Englebardt was a guest speaker at Quinnipiac last week. He addressed two Mass Communications feature writing classes about his experience with free-lance writing and his new venture into non-fiction writing.
Englebardt described himself and his profession as that of a loner. “You have no real contact with humans,” Englebardt said about writing. “It takes discipline and a `loner’ type personality to write all the time.”
Englebardt was a roving editor for Reader’s Digest Magazine for 20 years. This position allowed him to travel world-wide, researching and interviewing the world’s most intriguing people. This job has led him to continents such as Africa, where Englebardt did a human interest piece on the “piggy-backing vaccine.”
The story idea for the Africa article was developed by Englebardt, through a process called networking. Networking, as Englebardt described, is a process in which one contact helps develop the story. Sometimes, networking may lead the original story idea into a totally different direction than the author intended. It is up the author to decide which direction to take the story, depending on what type of publication he is pitching the story to.

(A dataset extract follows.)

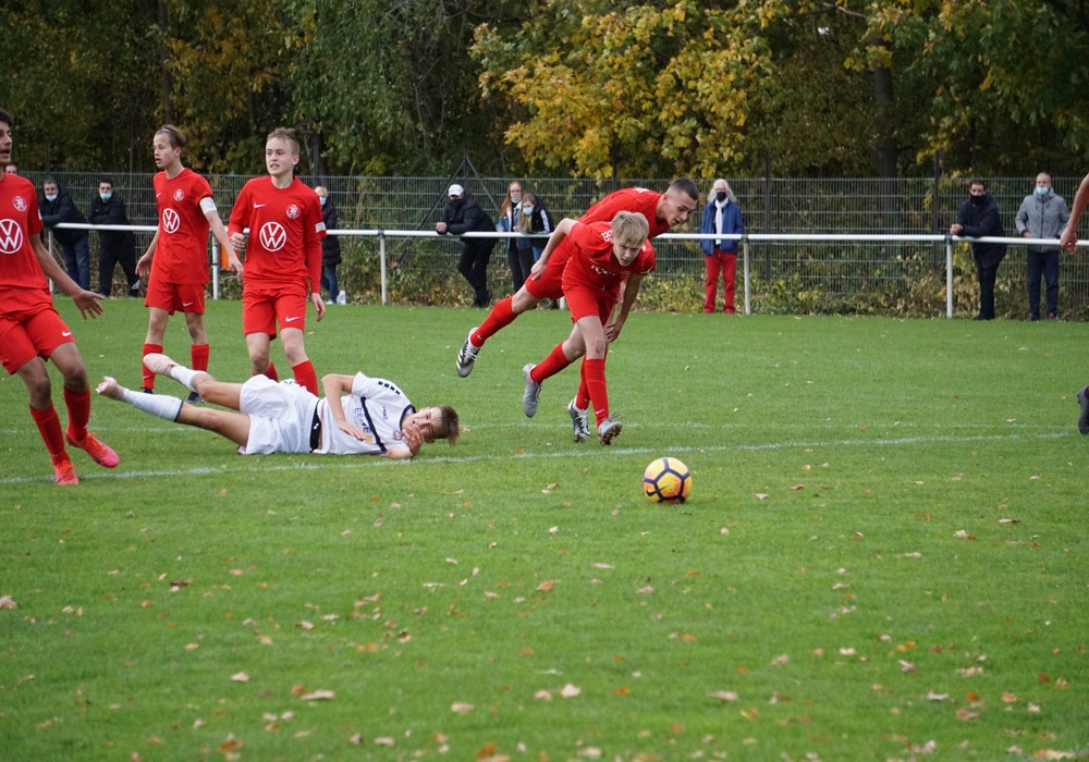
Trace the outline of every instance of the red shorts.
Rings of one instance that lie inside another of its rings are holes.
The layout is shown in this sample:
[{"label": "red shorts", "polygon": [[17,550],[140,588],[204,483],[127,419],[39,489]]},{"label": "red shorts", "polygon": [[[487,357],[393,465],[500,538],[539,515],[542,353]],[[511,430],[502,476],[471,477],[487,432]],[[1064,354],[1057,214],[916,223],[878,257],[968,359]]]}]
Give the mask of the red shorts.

While networking may develop great story ideas, Englebardt stressed that pieces where the author has a personal connection are the best story ideas. “Things you hear about, read about, and you see” are what make a good story idea, Englebardt said.
This advice has allowed Englebardt to succeed in the world of free-lance writing. He has had more than 1,200 pieces published. His work has been published in various magazines, including Family Circle, Women’s Journal, and the travel section of The New York Times.
Most of Englebardt’s success has come from his becoming an expert in certain areas. Englebardt’s areas of expertise are in the medical and science fields. Intertwining knowledge and personal situations, has led to countless published articles for Englebardt.
“Why We Suffer” was an article about Englebardt’s personal experience with a friend who was dying of cancer. This personal touch, added to interviews with various doctors from across the country, made that article popular among readers.
Oddly enough, Englebardt, world-renowned journalist and non-fiction author, never envisioned himself as a free-lance writer. He became involved in writing by accident.
In college, Englebardt used to tell bedtime stories to the children of a friend. His wife took down the tales and sent them to a publisher. “I got lucky. The first 20 things I did and submitted were purchased and published,” Englebardt said.
“All you need is an inquiring mind and the ability to look beyond the obvious,” Englebardt said. That formula led to Englebardt’s success. That was over 30 years ago. Here we are, in the new millennium, still enjoying Englebardt’s work.